The ÖVP and FPÖ, on the other hand, had a different opinion. You see the local supply endangered by the change in the law. The regulations are largely “unrealistic”, said FPÖ member of parliament Ilse Benkö. ÖVP club chairman Markus Ulram was bothered by the requirements for the locations where shopping centers are to be built in the future. “These areas do not exist,” he emphasized. Landesrat Dorner rejected this. Security of supply is guaranteed, especially since Burgenland currently has the highest density of shopping centers in Austria.
Dorner also defended the building land mobilization tax and referred to the information tour that started on Monday. According to him, around 24,000 properties would be subject to this tax, 18,000 of which have a property owner. He assumes that there will eventually be 2,500 to 3,000 taxpayers, taking the exceptions into account. “Yes, that’s a small part,” he admitted. “But if this leads to a mobilization and one or two plots of land become free in every community, I think we have done a good deed because the young families benefit.”
ÖVP and FPÖ saw their criticism confirmed. The levy will “mobilize nothing,” said Ulram. FPÖ state party chairman Alexander Petschnig spoke of an “immense effort” for ultimately a few cases: “The whole fuss is made to mobilize a plot of land per community, if that happens at all.”
Before the start of the session, Verena Dunst, President of the State Parliament, and Astrid Eisenkopf, Deputy Governor, drew attention to International Women’s Day with a distribution campaign. As a little surprise, there were matching breakfast croissants; according to the house rules, however, these were not allowed to be eaten in the hall during the session.

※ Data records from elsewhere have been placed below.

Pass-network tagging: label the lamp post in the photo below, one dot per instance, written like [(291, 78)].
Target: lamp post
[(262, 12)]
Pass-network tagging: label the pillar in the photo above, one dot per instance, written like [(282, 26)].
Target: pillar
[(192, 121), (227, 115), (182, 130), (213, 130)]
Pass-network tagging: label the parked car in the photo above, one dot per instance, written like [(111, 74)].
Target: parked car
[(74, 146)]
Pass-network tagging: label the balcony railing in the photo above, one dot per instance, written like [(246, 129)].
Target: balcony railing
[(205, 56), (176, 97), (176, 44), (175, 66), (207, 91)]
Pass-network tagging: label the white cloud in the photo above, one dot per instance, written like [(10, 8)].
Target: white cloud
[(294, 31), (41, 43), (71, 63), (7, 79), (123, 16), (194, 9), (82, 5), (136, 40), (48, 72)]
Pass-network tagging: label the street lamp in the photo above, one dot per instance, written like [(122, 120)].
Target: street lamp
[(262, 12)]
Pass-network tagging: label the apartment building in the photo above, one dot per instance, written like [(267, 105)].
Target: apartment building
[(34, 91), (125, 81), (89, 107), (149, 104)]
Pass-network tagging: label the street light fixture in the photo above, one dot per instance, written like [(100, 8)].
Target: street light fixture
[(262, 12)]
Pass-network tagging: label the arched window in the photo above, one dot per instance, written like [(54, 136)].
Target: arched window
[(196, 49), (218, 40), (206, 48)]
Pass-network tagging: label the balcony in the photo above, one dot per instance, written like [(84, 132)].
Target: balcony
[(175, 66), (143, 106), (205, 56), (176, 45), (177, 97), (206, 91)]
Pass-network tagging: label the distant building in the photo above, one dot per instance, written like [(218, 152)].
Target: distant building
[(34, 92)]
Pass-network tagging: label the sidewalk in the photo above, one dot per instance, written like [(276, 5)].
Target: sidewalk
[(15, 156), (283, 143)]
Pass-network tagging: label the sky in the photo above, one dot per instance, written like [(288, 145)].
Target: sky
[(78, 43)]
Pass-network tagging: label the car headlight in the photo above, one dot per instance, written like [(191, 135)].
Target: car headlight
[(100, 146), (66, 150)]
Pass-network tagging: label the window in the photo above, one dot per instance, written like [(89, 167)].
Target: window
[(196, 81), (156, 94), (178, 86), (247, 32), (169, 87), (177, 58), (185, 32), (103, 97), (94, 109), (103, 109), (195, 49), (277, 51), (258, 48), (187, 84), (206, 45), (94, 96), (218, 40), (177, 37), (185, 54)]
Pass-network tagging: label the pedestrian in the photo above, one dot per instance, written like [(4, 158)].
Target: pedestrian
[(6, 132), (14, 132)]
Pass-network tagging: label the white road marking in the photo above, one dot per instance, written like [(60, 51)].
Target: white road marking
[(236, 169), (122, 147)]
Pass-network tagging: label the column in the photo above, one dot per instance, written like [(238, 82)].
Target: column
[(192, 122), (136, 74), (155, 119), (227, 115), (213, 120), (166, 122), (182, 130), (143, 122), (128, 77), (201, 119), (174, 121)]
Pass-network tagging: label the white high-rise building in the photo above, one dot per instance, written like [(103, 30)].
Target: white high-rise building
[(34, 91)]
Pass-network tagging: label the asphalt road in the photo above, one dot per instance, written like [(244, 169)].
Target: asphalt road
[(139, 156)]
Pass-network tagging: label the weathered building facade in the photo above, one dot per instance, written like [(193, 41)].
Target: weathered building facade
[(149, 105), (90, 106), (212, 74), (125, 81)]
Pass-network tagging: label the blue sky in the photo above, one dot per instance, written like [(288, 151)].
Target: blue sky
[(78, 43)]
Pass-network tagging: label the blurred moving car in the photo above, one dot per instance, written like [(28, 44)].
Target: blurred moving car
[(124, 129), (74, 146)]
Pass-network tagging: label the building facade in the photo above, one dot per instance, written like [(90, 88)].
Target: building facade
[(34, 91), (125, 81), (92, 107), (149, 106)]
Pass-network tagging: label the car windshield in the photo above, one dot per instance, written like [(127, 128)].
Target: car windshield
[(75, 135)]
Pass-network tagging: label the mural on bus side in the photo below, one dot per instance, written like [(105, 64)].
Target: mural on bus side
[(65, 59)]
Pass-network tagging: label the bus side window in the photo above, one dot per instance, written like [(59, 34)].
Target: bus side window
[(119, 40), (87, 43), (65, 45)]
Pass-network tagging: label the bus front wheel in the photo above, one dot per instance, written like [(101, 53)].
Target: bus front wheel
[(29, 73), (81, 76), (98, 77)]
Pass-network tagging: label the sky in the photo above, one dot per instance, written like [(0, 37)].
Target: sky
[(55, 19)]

The youth promotion law, which had previously met with severe criticism from the opposition and youth organizations, was also passed at the meeting. They see the self-determination of the state youth forum at risk, which should no longer choose its own chairmanship in the future. Initially, the youth department of the state was to take over the chairmanship, but in the meantime the independent children’s and young people’s advocate has been used. State Councilor Daniela Winkler defended the innovations, which would, among other things, bring clearer funding regulations and enable faster admission of members.
Also on the agenda are the Social Services Act, which paves the way for the new care model with 71 care bases, as well as the first supplementary estimate for this year. It contains an additional 53.6 million euros for measures against inflation, such as the heat price cap, the freeze on rents and the waiver of annuity jumps in housing subsidies.